É meio chocante o fato
de que a protagonista Clara é completamente submissa e covarde, sem voz de se
levantar. Já li algumas resenhas de pessoas revoltadas com a Sheila, como se a
autora fosse culpada pela apatia da personagem, sem saber que qualquer pesquisa
sobre o tema prova que a maioria das mulheres vítima de
namorados/maridos/companheiros são o retrato fiel de Clara.
E culpar a família? É
complicado se envolver. Isso me lembra duma história que a minha mãe conta de
quando estava grávida de mim.
Aos sete meses de
gravidez, a vizinha estava apanhando do marido, e minha mãe resolveu se meter. Ficou
tão nervosa, que teve uma hemorragia e foi levada as pressas para o hospital. Graças a Deus, não me perdeu (não estaria aqui
resenhando kkk), mas ao voltar pra casa depois de uma temporada muito difícil no
hospital, encontrou a vizinha e o marido aos beijos no portão.
Isso prova o quê? Que
Deus dá a vida pra cada um cuidar da sua.
Quem armou a própria cama
foi Clara. Ela fez todas as vontades do marido, submetendo-se a personalidade
doentia. Mesmo nas vezes que a família (especialmente a irmã), fazia menção de
se envolver e defendê-la, a personagem abria seus braços para a apatia,
aceitando seu destino. Mesmo sendo um livro curto, a trajetória da história é a
busca de Clara em, mais que lutar contra Gustavo, lutar contra si mesma.
Não vou dar spoilers, é
imperdoável, mas gostei de saber que a personagem, até o final da obra,
aprendeu seu valor.
Indico? Com certeza. É
um bom livro de estreia o da Sheila, corajosa num país de mesmices.
2 comentários:
Que resenha linda, estou emocionada com a sua resenha. A sua opinião era uma das que eu mais queria saber, ela realmente era muito importante pra mim e confesso que você me deixou feliz.
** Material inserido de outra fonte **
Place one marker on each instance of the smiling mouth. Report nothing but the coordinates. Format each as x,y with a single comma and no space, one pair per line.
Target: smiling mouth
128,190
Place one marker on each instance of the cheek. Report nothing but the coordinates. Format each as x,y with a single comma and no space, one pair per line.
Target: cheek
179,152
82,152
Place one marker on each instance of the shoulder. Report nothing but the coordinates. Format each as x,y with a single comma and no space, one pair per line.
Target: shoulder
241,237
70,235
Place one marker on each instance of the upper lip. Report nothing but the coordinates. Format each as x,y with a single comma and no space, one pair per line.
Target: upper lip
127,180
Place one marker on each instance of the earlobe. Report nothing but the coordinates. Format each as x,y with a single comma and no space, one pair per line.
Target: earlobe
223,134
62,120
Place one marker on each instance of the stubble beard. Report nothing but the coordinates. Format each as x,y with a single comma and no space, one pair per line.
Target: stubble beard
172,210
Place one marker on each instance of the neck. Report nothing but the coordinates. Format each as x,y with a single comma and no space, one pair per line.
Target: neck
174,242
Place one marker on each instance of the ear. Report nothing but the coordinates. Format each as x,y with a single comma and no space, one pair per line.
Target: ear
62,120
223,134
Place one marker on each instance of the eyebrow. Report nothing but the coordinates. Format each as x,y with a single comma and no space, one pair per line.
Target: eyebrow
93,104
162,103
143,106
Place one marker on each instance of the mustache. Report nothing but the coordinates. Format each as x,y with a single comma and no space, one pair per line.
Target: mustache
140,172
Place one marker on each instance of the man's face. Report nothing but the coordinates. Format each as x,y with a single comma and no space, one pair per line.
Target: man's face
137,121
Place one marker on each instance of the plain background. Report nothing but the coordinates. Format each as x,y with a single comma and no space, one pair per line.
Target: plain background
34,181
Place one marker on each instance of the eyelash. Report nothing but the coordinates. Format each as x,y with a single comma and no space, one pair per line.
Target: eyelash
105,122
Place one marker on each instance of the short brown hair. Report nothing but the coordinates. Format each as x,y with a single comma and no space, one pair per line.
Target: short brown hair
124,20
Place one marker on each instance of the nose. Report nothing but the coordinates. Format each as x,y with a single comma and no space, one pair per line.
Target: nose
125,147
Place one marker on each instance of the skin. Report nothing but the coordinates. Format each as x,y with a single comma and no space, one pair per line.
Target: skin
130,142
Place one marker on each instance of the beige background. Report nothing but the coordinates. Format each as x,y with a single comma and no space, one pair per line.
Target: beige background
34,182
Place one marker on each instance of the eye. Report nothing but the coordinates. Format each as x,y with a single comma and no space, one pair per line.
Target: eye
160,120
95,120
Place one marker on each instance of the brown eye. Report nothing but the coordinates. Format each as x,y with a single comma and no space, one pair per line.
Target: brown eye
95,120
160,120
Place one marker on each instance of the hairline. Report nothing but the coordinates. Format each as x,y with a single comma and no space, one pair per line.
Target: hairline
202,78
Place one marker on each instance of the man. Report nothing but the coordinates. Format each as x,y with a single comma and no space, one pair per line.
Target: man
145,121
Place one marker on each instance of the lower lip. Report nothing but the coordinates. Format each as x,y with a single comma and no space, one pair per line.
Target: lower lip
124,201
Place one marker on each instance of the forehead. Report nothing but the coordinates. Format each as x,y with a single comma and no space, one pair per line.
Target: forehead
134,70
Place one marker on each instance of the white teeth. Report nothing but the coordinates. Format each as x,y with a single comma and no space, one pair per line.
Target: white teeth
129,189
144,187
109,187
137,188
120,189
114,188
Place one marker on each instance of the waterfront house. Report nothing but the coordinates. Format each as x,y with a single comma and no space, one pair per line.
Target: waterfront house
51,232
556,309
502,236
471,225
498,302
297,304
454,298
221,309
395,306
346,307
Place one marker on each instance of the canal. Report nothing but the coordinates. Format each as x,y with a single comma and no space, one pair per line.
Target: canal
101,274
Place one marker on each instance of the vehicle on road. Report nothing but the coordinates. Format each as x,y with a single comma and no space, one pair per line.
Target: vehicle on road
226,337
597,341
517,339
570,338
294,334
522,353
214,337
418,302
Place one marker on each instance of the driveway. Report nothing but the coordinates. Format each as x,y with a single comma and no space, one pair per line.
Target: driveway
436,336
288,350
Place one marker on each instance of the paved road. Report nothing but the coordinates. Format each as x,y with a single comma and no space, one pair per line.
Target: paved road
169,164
Especialmente com a forma cuidadosa que conduziu ao falar de como essas mulheres se sentem. É um assunto delicado e que temos que ter cuidado ao abordar porque ele é muito particular pra cada mulher e ao mesmo tempo igual para todas, nem que seja em um período dessa agressão. Muito obrigada, eu amei a sua resenha.
Beijo, beijo!
She
Adorei o que li, e foi exatamente por comentários como esses que ando agora com Cabra Cega dentro da bolsa agora. Sou péssima com memória e se deixar eu preciso reler sempre para que possa enxergar no livro tudo o que todos estão enxergando. Virou um ritual.
Prima, sucesso!
Josiane, parabéns pela resenha.. aguçou meu apetite pela leitura e por esse mundo onde autores conversam entre si de maneira simples sem desmerecer ninguém.